HHJ Hacon observed, in response to the observations of Park J :
“Despite Park J’s indication that the doctrine is falling into disuse, I do not believe that the body of law comprising Tollet and subsequent judgments is now a corpse better left in peace, or that this is what Park J meant. … The questions I must attempt to resolve are the extent to which the doctrine is confined according to modern law and whether that makes it too narrow to be relied on by the Claimants”
He endorsed the following summary of the doctrine, taken from a Jersey case, Bas Trust Corporation Ltd v MF  JRC 081 (also known as Re Shinorvic Trust) in which the court considered the position under English law to be as follows:
“… under Jersey law the principle may operate in favour of any person for whom the donee of the power is under a natural or moral obligation to provide; and that will be a matter of fact to be decided in each case.”
- This case provides a neat example of how equitable doctrines stand the test of time and come to be applied to modern problems. This doctrine was developed in a radically different social context where there was no welfare state to provide support, however meagre, to an indigent wife or child, and where a failed attempt to exercise a power of appointment could mean ruin where the intended beneficiary was a dependant of the donee. Here, the trustees, if necessary, could still have exercised the power.
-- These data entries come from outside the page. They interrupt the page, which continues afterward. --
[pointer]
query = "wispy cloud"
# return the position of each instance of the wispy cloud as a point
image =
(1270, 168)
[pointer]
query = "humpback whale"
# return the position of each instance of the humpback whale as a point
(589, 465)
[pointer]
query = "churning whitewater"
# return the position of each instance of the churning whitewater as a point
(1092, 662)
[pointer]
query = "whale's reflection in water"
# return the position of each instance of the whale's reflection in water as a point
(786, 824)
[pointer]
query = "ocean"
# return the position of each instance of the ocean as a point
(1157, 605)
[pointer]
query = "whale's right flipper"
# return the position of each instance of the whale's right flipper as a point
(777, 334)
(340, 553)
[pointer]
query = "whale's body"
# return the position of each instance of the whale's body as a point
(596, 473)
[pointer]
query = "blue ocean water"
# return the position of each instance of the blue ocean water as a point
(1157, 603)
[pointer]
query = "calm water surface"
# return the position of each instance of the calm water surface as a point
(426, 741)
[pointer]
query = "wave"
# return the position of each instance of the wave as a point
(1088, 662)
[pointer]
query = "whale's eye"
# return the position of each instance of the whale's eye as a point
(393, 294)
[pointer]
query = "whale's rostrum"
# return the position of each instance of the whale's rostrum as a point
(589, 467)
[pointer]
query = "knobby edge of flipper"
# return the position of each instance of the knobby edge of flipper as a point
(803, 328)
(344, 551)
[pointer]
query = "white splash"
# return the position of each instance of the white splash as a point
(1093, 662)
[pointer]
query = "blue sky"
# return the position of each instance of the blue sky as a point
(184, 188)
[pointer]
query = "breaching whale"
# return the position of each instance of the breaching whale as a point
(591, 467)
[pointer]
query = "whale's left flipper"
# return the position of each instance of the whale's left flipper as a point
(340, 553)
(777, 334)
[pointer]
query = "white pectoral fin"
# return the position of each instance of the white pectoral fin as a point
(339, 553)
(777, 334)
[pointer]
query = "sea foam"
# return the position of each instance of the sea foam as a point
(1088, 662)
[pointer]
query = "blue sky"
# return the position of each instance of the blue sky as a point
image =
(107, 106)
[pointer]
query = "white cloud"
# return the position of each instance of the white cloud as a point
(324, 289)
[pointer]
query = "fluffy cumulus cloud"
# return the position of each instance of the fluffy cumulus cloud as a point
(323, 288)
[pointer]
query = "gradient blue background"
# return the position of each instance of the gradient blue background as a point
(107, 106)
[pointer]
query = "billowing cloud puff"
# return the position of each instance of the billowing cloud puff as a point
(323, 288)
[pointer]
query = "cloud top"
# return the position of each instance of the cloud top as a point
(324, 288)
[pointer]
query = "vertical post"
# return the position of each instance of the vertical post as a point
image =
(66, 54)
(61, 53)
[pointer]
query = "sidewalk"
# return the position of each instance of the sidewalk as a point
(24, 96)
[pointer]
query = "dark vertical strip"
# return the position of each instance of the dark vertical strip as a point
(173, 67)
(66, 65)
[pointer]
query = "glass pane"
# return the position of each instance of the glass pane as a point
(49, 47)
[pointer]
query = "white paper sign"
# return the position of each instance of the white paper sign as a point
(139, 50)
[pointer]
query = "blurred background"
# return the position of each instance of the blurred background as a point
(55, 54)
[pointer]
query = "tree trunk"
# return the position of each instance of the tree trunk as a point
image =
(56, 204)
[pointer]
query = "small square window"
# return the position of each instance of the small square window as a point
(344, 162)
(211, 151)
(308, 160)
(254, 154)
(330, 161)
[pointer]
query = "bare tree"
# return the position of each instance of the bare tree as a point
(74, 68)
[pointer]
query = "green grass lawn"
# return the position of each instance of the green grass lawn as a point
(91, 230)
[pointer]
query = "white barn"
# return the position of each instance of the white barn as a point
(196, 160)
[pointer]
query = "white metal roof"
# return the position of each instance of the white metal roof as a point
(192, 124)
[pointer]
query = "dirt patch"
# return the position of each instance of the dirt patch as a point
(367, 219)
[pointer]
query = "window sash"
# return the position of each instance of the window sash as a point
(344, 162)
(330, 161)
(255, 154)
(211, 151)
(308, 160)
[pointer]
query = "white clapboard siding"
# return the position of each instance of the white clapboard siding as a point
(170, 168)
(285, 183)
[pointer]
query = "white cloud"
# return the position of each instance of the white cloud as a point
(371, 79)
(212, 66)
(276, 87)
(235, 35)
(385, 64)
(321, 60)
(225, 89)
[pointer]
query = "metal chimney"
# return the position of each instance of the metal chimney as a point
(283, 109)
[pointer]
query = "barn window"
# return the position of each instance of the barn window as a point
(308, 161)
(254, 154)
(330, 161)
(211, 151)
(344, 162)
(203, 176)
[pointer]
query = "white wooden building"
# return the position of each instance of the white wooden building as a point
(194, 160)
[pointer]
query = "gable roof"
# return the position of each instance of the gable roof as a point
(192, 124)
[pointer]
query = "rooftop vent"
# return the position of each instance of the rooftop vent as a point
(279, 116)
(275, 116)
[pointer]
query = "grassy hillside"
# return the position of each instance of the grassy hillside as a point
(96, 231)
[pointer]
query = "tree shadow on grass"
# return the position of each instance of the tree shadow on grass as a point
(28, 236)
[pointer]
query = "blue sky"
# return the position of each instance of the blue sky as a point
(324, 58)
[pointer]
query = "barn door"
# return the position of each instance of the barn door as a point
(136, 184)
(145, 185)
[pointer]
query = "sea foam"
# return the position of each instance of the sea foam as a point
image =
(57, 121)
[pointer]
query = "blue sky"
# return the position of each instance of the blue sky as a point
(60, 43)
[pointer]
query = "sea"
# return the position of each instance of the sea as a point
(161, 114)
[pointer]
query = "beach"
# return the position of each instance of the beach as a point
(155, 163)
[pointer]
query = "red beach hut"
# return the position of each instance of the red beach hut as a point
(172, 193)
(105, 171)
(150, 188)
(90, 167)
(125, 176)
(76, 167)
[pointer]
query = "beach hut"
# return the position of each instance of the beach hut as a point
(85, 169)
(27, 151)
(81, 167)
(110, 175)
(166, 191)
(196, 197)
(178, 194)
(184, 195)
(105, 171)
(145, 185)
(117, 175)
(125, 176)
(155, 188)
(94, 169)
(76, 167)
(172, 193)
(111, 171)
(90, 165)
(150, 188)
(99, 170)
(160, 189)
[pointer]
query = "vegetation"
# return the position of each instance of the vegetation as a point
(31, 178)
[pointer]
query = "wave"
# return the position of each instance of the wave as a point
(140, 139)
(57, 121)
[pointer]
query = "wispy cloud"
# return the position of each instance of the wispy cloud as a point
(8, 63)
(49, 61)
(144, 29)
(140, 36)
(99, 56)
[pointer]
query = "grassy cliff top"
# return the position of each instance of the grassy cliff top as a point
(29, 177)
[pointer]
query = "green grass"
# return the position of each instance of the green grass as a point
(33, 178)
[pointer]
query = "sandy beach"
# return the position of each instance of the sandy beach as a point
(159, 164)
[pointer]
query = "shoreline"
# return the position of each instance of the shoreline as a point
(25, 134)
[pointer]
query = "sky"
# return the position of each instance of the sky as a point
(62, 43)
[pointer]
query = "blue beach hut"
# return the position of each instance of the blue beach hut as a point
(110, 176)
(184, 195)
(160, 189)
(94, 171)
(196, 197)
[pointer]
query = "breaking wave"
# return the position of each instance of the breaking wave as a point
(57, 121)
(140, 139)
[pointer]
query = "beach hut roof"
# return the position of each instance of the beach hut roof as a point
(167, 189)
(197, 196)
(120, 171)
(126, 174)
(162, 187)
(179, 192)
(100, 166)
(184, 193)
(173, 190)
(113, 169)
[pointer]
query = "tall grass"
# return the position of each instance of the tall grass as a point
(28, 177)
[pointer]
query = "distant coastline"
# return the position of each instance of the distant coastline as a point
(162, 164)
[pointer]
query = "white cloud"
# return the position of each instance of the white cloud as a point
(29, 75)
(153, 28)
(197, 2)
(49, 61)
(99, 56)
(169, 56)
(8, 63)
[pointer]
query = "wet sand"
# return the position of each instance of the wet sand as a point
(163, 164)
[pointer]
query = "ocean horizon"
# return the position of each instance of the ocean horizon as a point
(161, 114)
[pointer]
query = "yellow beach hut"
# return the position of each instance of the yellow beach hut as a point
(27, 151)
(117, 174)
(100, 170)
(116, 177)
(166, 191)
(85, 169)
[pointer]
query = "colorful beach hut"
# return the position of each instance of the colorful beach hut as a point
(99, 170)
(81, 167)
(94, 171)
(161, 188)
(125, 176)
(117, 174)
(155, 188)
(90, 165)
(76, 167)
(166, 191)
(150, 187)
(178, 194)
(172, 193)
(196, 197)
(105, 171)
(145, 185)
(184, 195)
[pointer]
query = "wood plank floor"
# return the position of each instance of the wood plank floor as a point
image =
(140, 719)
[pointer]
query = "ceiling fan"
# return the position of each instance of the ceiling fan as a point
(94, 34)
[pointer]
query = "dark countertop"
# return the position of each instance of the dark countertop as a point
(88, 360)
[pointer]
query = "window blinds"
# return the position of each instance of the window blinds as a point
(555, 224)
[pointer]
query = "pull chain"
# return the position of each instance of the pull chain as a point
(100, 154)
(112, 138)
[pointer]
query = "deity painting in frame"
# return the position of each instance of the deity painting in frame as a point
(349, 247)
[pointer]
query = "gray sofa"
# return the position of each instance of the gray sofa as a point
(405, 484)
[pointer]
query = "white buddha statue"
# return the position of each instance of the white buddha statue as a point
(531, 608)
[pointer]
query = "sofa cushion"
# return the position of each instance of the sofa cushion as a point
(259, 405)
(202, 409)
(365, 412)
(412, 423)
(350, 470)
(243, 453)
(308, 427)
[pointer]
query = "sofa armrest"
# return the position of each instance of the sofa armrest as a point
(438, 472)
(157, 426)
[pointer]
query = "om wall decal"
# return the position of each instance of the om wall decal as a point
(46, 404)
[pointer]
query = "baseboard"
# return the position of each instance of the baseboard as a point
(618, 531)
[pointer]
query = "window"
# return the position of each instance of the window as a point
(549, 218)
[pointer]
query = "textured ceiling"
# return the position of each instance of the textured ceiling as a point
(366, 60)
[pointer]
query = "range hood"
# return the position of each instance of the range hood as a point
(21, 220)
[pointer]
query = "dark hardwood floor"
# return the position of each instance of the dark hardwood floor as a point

The issue here was not driven by a need to relieve the intended beneficiaries from financial hardship, but rather was a question of ensuring that the appointments were effective for the tax planning reasons that they had been recommended.
- Not only does this case confirm that the doctrine in Tollet persists, it is suggested (rightly in my view) that the doctrine may be extended to any person for whom that the donee was under a moral or legal obligation to make provision. It is certainly very unlikely that the outdated view that husbands are obliged to provide for wives, but not vice versa, will any longer restrict the application of the principle, nor is it likely that illegitimate children will be excluded from its scope.
- Together with the jurisdiction to rectify clerical mistakes in such documents, the principle is a useful one for both practitioners and their insurers to keep in mind.
- It is a maxim of equity that equity will not, as a general rule, aid a volunteer – meaning that unless the intended beneficiary of a transaction has given consideration, equity will not compel the completion of a defective transaction. This is an example of equity tempering the harsh wind of that general rule to the shorn lamb. I find myself wondering why equity should assist in the case of defectively executed powers and not, for example, to other sorts of voluntary dispositions such as a defectively executed deed of variation? The answer may lie in the fact that most other sorts of defective attempted transactions – gifts, transfers on trust, deeds of variation etc, the result will be that the property in question remains with the settlor who can cure the defect, provided that they discover the mistake within their lifetime. Whereas, the outcome of a defective attempt to execute a power may well be that the property that the intended beneficiary was to receive will pass to the default beneficiaries who may be remote relatives or charities who would not otherwise have had any real expectation of benefit.